Ludwig van Beethoven

ボンで少年時代
ルートヴィッヒ・ヴァン・ベートーヴェン(1770 - 1827)は、1770年12月17日、ケルン選帝侯国の首都ボンで生まれました。父ヨハンはボンの宮廷に使えるテノール歌手、また、一緒に住んでいた祖父も宮廷のバス歌手で、宮廷楽長でした。
 ベートーヴェンの少年時代の境遇は、必ずしも恵まれていたとは言えないようです。父、ヨハンは、アルコール中毒で年中酒に溺れていました。家には、宮廷楽長の父 ― ベートーヴェンにとっては祖父のルートヴィッヒ・ヴァン・ベートーヴェンがおり、ヨハンは頭を押さえつけられていたようです。性格的に歪んでおり、それは年を重ねるにつれひどくなったと言われます。

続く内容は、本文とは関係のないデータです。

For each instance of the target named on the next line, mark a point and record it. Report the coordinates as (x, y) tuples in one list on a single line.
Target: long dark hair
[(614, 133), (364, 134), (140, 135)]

 ベートーヴェンは必ずしも学業に秀でた優秀な少年ではなかったようで、学校ではあまり勉強しなかったようですが、音楽の才能のは恵まれ、11歳で宮廷オルガニストの助手に、12歳で宮廷管弦楽団のチェンバロ奏者に、13歳で有給の宮廷オルガニストの代理になりました。
 作曲にも取り組んだようで、12歳の時の作品として、、「3つの選帝侯ソナタ」と呼ばれるピアノ・ソナタが残されています。この標題は、この3つのソナタが選帝侯マックス・フリードリヒに献呈されたことに由来します。 マックス・フリードリヒ選帝侯は、音楽の熱心な愛好者で、宮廷楽団を充実させました。
 正直申し上げ、そんなに出来のいい作品とは思われません。テーマは野暮ったく魅力に欠けますし、第1楽章の構成を見ても、まだソナタ形式が確立されていません。展開部も、後に、ベートーヴェンの音楽の中で大きな役割を果たすことになるのですが、この楽章ではあっと言う間に通り過ぎでしまいます。第2主題が再現された後は、初めの部分の忠実な繰り返しで、きっちりとしているが、退屈という印象は否めません。
 1784年、選帝侯マックス・フリードリヒが死去し、ウィーン生まれのマックス・フランツが後を継ぎます。彼はベートーヴェンを宮廷音楽家に任命しますが、家では父親がますますアルコール浸りになり、少年ベートーヴェンが家計の担い手として一家を支えることになりました。
 1787年、ベートーヴェンは、ウィーンに赴き、モーツァルトを訪ねたという話が伝えられていますが、、本当のところは記録がなく、よくわかっていません。
 1790年、ロンドンへ行く途中に、ハイドンがボンに立ち寄り、ベートーヴェンはカンタータの1曲をハイドンに見せたところ、ハイドンはいたく感動。選帝侯の願いを聞き入れて、ベートーヴェンを弟子にすることにしました。
モーツァルト、ハイドンとベートーヴェン
 モーツァルトが亡くなった翌年の1792年11月、22歳になろうとしていたベートーヴェンは、ウィーンに赴きました。旅立つに当たって、後援者であったワルトシュタイン伯爵は、「不断の努力により、モーツァルトの精神をハイドンの手から得られるように」と励ましました。
 こうしてベートーヴェンは、ウィーンでハイドンの門をくぐり、ハイドンから多くのものを汲み取りながら、ハイドンを乗り越えて、自らの音楽をがむしゃらに創っていきました。 1796年、ベートーヴェンは、ウィーンに来て初めて創った3曲のピアノ・ソナタ ― 作品番号がついているピアノ・ソナタの最初のもの ― を、ハイドンに献呈しています。
 同時に、ベートーヴェンは、モーツァルトの作品をたんねんに研究しました。モーツァルトの影響が色濃く感じられる作品が、初期の傑作、《悲愴ソナタ》です。《悲愴ソナタ》のの冒頭部分は、モーツァルトの同じ調のハ短調 KV457のピアノ・ソナタの冒頭部分ととてもよく似ています。ベートーヴェンは、KV457第1楽章冒頭の突き上げるような上昇音型を、さらに拡大し、その緊張感を高め、深めたということができるでしょう。
 モーツァルトが最盛期に残した短調の作品は、ベートーヴェンの心をとらえたようです。ベートーヴェンは、ハ短調KV457のソナタと幻想曲KV475 の間に作曲された、ニ短調KV466 の協奏曲のカデンツァを書いており、それはこの協奏曲が演奏されるとき、今日最もよく使われるカデンツァとなっています。